Sekretaris Jenderal Federasi Internasional Jurnalis (International Federation of Journalists/IFJ), Anthony Bellanger, memperingatkan bahwa “Gaza telah berubah menjadi tempat paling berbahaya bagi jurnalis di dunia.”
Dalam tulisannya di harian The Guardian (Inggris), Bellanger menegaskan bahwa selama dua tahun terakhir, Israel secara sistematis menjalankan kebijakan membungkam para saksi dengan cara membunuh mereka.
Bila dunia membiarkan hal ini terus terjadi, pembunuhan jurnalis akan menjadi bagian “normal” dari strategi perang.
Menurut Bellanger, profesi jurnalisme tidak pernah menyaksikan pembantaian sebesar ini dalam sejarahnya.
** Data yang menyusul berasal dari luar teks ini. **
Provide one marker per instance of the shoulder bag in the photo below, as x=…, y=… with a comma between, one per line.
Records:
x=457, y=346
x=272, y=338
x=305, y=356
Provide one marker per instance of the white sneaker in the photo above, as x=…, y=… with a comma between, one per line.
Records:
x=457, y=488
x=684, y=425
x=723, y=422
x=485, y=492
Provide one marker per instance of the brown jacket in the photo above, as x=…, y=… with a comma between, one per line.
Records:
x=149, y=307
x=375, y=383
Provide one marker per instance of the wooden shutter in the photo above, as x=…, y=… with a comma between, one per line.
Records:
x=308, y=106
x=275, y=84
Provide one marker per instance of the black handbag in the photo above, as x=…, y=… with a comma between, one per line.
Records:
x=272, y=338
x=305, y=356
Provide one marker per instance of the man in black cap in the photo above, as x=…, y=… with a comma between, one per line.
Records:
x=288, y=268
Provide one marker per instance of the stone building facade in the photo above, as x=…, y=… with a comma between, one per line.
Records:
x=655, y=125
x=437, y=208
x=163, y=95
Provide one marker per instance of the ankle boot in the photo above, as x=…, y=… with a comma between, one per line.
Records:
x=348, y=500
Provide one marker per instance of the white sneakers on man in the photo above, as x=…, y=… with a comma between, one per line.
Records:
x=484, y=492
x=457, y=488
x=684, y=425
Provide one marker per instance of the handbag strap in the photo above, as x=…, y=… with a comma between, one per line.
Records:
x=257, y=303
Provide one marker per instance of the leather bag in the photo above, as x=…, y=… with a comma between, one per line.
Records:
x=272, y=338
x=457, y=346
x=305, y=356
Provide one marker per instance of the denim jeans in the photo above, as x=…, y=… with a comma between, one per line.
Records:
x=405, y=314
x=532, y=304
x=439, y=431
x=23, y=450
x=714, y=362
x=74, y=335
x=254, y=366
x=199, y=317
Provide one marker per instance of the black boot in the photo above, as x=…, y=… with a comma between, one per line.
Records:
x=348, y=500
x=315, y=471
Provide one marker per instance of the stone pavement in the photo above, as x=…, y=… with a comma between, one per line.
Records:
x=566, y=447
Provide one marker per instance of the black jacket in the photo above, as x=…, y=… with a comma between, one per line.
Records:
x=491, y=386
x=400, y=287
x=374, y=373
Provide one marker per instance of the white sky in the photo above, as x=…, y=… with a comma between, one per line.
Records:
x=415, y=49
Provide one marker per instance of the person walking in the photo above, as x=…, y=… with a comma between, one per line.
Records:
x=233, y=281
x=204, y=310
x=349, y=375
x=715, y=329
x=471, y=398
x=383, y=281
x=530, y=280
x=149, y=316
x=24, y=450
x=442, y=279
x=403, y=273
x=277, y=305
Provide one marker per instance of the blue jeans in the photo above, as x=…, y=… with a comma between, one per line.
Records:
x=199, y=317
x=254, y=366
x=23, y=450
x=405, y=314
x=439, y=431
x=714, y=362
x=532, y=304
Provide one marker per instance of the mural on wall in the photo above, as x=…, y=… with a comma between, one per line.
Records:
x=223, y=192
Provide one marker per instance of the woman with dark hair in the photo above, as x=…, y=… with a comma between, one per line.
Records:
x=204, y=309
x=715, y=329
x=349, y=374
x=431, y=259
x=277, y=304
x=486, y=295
IFJ—yang akan merayakan satu abad pendiriannya pada Mei 2026—belum pernah mencatat jumlah korban jurnalis sebanyak yang terjadi di Gaza, bahkan jika dibandingkan dengan masa perang dunia kedua, perang Vietnam, Korea, Suriah, Afghanistan, atau Irak.
“Gaza kini menjadi kuburan terbesar bagi jurnalis dalam sejarah modern,” tulisnya.
Ia menambahkan, sejarah hanya akan berbelas kasih kepada para saksi yang berani merekam tragedi di Gaza.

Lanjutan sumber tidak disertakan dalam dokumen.